CD3/CD28 Activation Induces PKM2 Expression and Nuclear Accumulation in Murine CD4+CD62L+ T Cells
Murine CD4+CD62+ T cells were stimulated in vitro for 3 days with CD3/CD28 antibodies and collected at different time points of activation.
(A) Quantification of Pkm2 mRNA in resting versus activated murine CD4+CD62L+ T cells by qRT-PCR (n = 5–6 from 4 independent experiments). ∗p < 0.05 and ∗∗∗∗p < 0.0001 compared to resting condition, by one-way ANOVA with Dunnett's post-hoc test.
(B) Left, western blot showing upregulation of PKM2 protein in CD4+CD62L+ T cells following activation. Right, quantification of PKM2 expression by densitometry analysis (n = 2–3 mice from 2 independent experiments).
For (A and B), data are the mean ± standard deviation (SD).
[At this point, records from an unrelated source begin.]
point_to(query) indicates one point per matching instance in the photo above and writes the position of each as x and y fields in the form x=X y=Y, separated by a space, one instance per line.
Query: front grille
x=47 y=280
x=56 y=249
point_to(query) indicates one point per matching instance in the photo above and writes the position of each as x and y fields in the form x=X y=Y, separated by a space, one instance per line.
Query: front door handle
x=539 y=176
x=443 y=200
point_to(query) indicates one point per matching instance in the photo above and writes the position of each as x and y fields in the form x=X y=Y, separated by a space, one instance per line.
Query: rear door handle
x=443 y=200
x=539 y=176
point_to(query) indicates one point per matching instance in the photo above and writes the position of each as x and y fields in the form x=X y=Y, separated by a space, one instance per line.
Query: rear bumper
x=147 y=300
(C) Western blots showing time-dependent increase in PKM2 phosphorylation on tyrosine 105 (Tyr105) in activated murine CD4+ T cells. One representative experiment out of two is shown.
(D) Cells were collected at different time points of activation, crosslinked with DSS, and analyzed for PKM2 expression. A representative western blot displaying upregulation of monomeric/dimeric and tetrameric PKM2 in activated T cells is shown.
(E) Western blots showing time-dependent increase in PKM2 phosphorylation on serine 37 (Ser37) in activated murine CD4+ T cells.
(F) Cells were collected at different time points of activation. Nuclear and cytoplasmic fractions were isolated by cell fractionation and analyzed for PKM2 expression by western blot. A representative blot showing accumulation of PKM2 in the nucleus and its upregulation in the cytoplasm of activated murine CD4+CD62L+ T cells is presented.
For (D), (E), and (F), one representative experiment out of two-three is shown.